Une balle de Sig Sauer Mosquito (disons-le, nous sommes assez fiers d’avoir trouvé ce nom sur Wikipédia) finit par émerger du canon. Un coup qui fut bu par la tête de notre 4 qui, entre temps, avait replié puis levé le coude, coincé l’arme sous son menton et perdu sa crampe (il s’en passe des événements en quelques secondes, n’est-il pas ?)

Germaine 4 salopa le tapis du bureau ministériel, un superbe Zaronim à nœud farsbâf. Par la suite, le cabinet essaya de vendre l’objet, à prix cassé, sur e-bay. Sans succès. Certaines tâches ne partent pas. Notre ministre, pourtant adepte des forces tranquilles ou vives – selon les périodes et les slogans électoraux – resta quoi devant cette scène ? Il resta coi, c’est bien ce qu’on dit et il faut suivre…

Troisième mi-temps (celle qui plaît aux adeptes du ballon ovale et un peu avinés)

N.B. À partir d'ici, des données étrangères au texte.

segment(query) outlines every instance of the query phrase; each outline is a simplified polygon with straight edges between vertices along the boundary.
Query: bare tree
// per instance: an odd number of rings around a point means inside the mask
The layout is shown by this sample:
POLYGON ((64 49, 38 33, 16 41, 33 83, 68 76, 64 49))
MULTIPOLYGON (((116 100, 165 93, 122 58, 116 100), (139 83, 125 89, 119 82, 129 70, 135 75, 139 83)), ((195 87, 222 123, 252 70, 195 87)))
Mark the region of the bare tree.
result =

Ping Pong et Pong Ping ne donnèrent pas dans le sentimentalisme. Les Germaine 5 et 6 pleurant comme des veaux, l’abattoir ne fut pas loin, il se rapprocha, il s’exécuta. Avec les habituels Sig Sauer Mosquito débloqués pour l’occasion. On vous la joue brève, vous connaissez la chanson funèbre et, à force, cela pourrait se muer en bourdon et sa trajectoire ennuyante. Pong Ping et Ping Pong trainèrent les cadavres hors de la Pièce de Programmation Finale (note : penser, là, à rajouter les majuscules au chapitre 37, cela se la pète plus, avec).

Dans la Pièce de Programmation Finale donc (plus de gueule, hein ?), Bill Slate commuta ce qu’il devait, la mine grave.

– Je crois qu’il est temps de passer aux choses sérieuses…

– Je trouve aussi, ironisa Brigitte, ça ronronne depuis un moment, on trouve le temps long. Pas vrai, chéri ?

– Oui, cela fait au moins deux minutes que personne n’a été massacré, releva Gérard. La vie, parfois, devient d’une telle banalité.

Bill Slate ne tint pas compte des sarcasmes, pianota et des écrans témoins, gigantesques, s’illuminèrent dans la Pièce de Programmation Finale (pas à dire, ça le fait !).

– Je vous présente le Premier Ordinateur Quantique Opérationnel…

– Enchanté, répondirent en cœur Brigitte et Gérard.

– Pour ne rien vous cacher, Magnificent Killer est un paravent qui dissimule nos vraies recherches.

– C’est là que l’on dit dire : «Ah oui ! Mon dieu, mais lesquelles ?», répliqua Brigitte.

– Le temps, celui qui en physique quantique n’a plus de passé, de présent ou de futur. Il devient une équation dont on cherche à prédire l’improbabilité.

– Rien compris, persifla Gérard. En clair, ça donne quoi ?

– Cela donne ça…

Bill Slate appuya sur la touche «Enter». Et…

Temps zéro (on appelle ça, parfois, «Reboot» ou, en numérotation interne – 38).

 A l’Ouest du salon, il y avait quelqu’un de nouveau : Gérard. Pour l’écrire net, il se sentait de tous les points cardinaux tellement il était bourré. Droit comme un I majuscule, le verre de rouge brandi au-dessus de sa tête tel un glaive vengeur, il porta le toast qui tue.

– Mes amis ! Trinquons à la vasectomie et aux oreillons !

Des rires – clairsemés et interrogateurs – répondirent à son ivre injonction.

Certains voyaient où il voulait en venir et redoutaient la suite.